People want to know how can that be? If we are content with the mystery of not knowing there is no problem. We create the problem by running with the question. The consequences are multitudinous.
Mark just says, in effect, this is the beginning of the good news. My feeling is that, when he was writing the question hadn’t arisen.
John uses logos to get round the problem of God becoming flesh, human. To my mind the most easily acceptable answer in 2022.
Matthew and Luke construct myths. In their time the nature of these accounts would have been seen for what they were I believe, largely fictional, yet true as a novel is true, a sort of, ‘look, it could have happened like this, not saying it did, but’. Then pulling in all the scriptural ‘prophecies’ to justify the assertions.
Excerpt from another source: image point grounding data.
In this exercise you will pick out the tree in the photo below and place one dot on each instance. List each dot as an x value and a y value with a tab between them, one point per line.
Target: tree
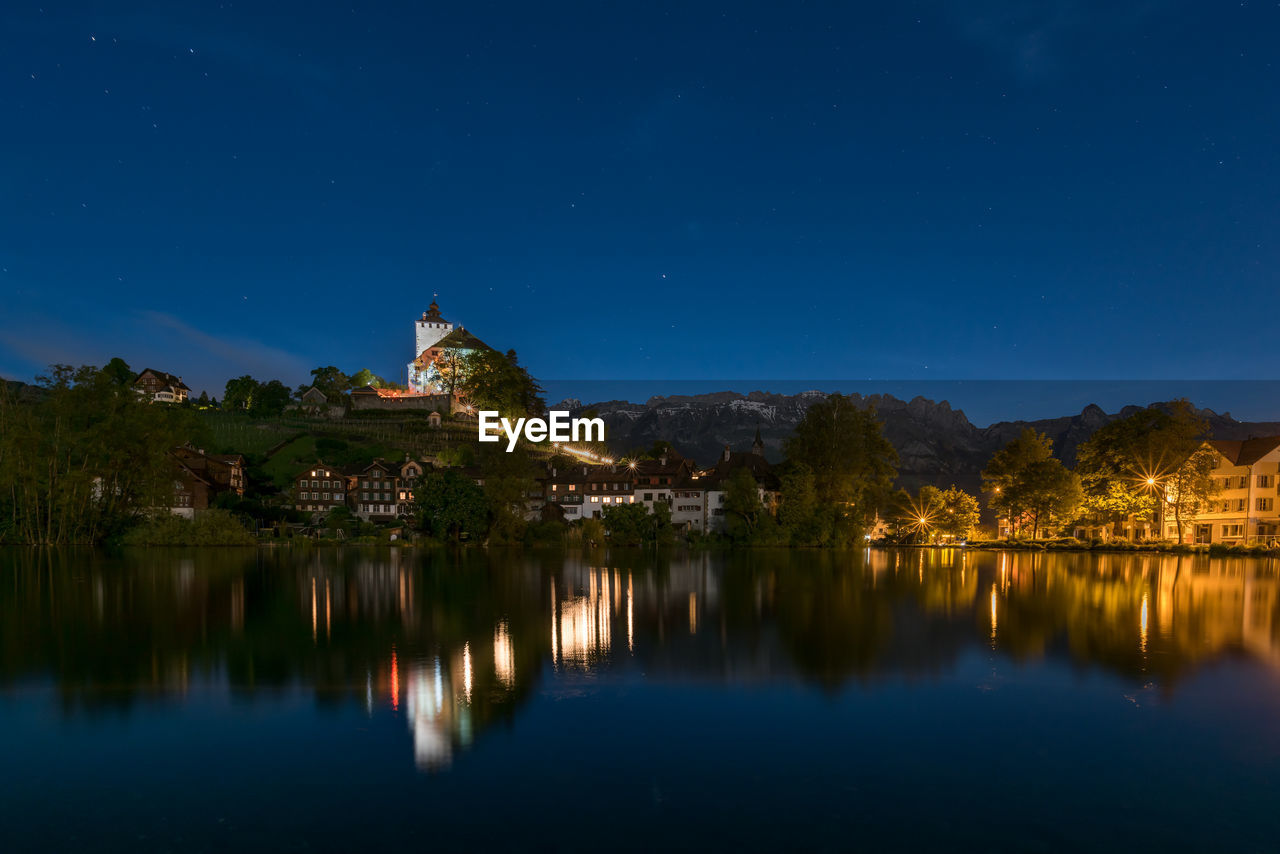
1188	491
449	505
118	373
1027	483
508	483
958	512
451	371
365	377
1124	465
489	380
240	392
85	461
743	506
635	525
272	397
798	507
329	380
851	461
951	512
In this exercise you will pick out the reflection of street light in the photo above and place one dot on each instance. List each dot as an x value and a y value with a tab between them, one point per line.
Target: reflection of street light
1155	482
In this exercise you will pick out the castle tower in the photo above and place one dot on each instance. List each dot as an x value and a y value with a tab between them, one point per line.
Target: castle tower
429	329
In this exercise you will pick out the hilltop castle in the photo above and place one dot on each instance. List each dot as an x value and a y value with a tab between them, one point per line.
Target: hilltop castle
433	334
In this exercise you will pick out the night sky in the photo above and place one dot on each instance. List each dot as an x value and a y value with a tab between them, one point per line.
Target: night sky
644	191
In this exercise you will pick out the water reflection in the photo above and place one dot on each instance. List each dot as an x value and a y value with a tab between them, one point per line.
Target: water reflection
457	644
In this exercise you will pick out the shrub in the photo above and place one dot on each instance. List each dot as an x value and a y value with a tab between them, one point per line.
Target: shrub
210	528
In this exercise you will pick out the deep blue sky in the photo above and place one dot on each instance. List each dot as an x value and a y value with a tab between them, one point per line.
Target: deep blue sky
900	190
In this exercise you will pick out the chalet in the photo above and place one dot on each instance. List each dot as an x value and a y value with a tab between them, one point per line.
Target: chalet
1247	506
566	488
160	387
714	482
408	476
375	492
606	487
319	488
656	479
191	492
224	471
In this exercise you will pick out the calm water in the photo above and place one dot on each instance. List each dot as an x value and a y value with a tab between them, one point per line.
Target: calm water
881	700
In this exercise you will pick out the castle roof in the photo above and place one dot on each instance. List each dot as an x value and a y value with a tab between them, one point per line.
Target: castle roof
433	314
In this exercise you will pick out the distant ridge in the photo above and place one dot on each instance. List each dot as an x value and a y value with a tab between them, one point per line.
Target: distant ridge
937	444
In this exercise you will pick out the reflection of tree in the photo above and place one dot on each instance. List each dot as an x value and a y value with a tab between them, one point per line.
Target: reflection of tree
457	640
830	620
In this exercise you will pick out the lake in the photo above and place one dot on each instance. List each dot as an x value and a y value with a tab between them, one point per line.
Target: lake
351	699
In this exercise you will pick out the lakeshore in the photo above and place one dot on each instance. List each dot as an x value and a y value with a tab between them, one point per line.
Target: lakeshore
393	689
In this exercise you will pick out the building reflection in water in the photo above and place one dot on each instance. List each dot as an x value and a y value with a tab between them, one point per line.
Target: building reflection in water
581	622
458	643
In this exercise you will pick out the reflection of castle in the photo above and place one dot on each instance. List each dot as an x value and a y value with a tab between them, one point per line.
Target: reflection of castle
455	643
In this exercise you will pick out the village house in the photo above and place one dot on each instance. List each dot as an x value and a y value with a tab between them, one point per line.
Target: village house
408	476
607	487
160	387
191	492
375	492
714	482
656	480
319	488
565	489
224	471
1246	510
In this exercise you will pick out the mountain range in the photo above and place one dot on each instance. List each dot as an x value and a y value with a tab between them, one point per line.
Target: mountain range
936	443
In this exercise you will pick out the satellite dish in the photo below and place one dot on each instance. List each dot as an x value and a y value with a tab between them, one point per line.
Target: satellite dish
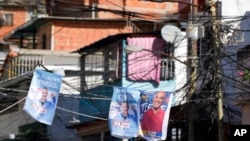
171	33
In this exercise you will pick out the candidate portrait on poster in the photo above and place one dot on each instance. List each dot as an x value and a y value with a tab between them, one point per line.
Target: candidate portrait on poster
42	96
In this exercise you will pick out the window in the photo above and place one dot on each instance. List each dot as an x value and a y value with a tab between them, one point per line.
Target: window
167	64
7	19
44	41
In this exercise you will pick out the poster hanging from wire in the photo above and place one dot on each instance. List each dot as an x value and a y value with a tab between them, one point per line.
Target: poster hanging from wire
141	113
42	96
154	111
124	115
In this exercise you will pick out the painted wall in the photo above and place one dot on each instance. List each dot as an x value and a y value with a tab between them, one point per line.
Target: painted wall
233	10
71	35
20	16
164	85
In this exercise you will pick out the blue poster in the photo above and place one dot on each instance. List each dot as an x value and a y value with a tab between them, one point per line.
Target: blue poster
124	113
154	114
42	96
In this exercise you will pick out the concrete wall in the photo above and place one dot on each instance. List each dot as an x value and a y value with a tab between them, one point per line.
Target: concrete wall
20	16
72	35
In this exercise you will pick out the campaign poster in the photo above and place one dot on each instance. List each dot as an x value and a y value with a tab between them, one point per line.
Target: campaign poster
124	113
154	114
42	96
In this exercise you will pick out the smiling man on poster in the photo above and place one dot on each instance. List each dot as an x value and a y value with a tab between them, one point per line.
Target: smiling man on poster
154	119
43	96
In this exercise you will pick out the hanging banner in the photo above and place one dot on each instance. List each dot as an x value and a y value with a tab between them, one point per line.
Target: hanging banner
124	113
136	113
42	96
154	114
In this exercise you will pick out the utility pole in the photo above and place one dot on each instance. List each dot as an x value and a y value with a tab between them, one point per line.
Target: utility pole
216	43
193	72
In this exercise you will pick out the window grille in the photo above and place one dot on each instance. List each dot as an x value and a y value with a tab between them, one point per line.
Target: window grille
167	64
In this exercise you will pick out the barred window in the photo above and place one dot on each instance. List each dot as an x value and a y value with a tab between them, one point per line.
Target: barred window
167	64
It worked then and becomes less plausible now.
More worrying is that it sets train the whole plethora of myths – Trinity, Fatherhood, divinity over against humanity, virgin birth, Ascension, which become dogma which ‘we must believe’ some would say, in order to be saved.
How much simpler, less arrogant and more exciting to say, IT IS A MYSTERY, I don’t understand it but here in this person called Jesus, I glimpse something of what I think God would BE like as a person. I’m agnostic as to the details but that doesn’t matter one jot! Best of all is God is with us – ‘give me the Good News in the present tense’ – as Sydney Carter put it.